While Mr. Avineri concedes that “Marx never studied directly the life condition of the modern proletariat,” the author portrays him as a flexible analyst of capitalism, not a clockwork economic determinist. Marxists often touted Marxism as a science, comparable to Darwinism, and though Marx contributed to that misconception, he in fact thought Darwin had dubiously projected capitalist ethics onto the natural world. When Marx said religion is “the opium of the people,” he didn’t mean that it narcotized the proletariat. Though an atheist, he saw religion as an authentic response to social injustice, “at the same time the expression of real suffering and also the protest against real suffering.”
Mr. Avineri’s biography would make ideal reading for students who today gush about socialism but have no clear sense of what it is (or was). To be sure, parts will appall them: Though Marx recognized that British and French imperialists were grossly exploitative, he nevertheless welcomed them as progressive forces that would modernize the non-Western world. (On campus, “orientalist” is now a far more damning epithet than “bourgeois.”)

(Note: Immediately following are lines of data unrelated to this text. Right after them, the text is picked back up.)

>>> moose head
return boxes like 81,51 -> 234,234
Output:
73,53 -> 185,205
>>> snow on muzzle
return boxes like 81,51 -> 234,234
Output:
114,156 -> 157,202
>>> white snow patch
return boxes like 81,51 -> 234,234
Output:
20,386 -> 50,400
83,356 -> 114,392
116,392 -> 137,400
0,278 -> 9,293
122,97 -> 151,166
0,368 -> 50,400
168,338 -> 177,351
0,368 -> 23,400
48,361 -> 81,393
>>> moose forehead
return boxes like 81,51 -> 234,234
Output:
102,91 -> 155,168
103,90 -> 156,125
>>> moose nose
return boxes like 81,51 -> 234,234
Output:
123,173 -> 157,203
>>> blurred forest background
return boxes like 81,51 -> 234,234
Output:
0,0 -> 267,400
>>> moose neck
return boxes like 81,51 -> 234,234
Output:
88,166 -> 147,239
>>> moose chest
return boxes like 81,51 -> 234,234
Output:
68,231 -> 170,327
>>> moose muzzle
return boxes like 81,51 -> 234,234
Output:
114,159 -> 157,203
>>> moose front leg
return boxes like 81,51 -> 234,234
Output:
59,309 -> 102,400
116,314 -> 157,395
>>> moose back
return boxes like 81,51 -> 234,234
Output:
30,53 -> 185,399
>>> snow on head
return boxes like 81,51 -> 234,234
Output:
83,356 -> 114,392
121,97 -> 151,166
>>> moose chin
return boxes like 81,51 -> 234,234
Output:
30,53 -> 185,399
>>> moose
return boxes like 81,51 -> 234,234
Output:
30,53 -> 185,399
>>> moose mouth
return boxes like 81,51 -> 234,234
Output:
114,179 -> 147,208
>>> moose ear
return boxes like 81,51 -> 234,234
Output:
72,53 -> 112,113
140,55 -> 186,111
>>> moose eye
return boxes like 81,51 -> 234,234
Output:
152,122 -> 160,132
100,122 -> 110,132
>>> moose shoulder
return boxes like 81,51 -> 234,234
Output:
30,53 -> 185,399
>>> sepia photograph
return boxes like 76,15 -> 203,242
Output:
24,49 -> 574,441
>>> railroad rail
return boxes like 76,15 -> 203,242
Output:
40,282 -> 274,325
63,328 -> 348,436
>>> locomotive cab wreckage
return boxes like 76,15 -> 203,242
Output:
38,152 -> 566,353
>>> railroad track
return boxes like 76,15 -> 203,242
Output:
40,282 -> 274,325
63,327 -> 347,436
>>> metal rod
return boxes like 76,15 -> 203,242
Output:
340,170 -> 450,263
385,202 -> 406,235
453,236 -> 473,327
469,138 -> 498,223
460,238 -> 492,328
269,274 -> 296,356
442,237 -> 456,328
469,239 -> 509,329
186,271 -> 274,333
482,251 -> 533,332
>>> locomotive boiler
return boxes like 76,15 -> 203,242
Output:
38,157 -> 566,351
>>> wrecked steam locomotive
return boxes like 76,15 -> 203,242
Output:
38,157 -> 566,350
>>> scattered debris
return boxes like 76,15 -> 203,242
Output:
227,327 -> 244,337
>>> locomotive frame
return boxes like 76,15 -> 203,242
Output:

Readers today may also be stunned to read what Marx said about Palestine. In 1976 Mr. Avineri represented Israel at a stormy Unesco meeting, where Arab and Soviet bloc delegates charged Israeli archaeologists with seeking to “Judaize” Jerusalem by overemphasizing its Jewish roots. In response Mr. Avineri cited an 1854 article by Marx, in which he noted that Jerusalem even then had a slight Jewish majority that was sorely oppressed by its Muslim overlords. When a delegate from the U.S.S.R. shouted that this article was a forgery, Mr. Avineri produced the official Soviet publication he was quoting.
And here lies the central strength of this short biography: It tells us what Marx actually wrote. This is revisionist history in the finest sense of the term.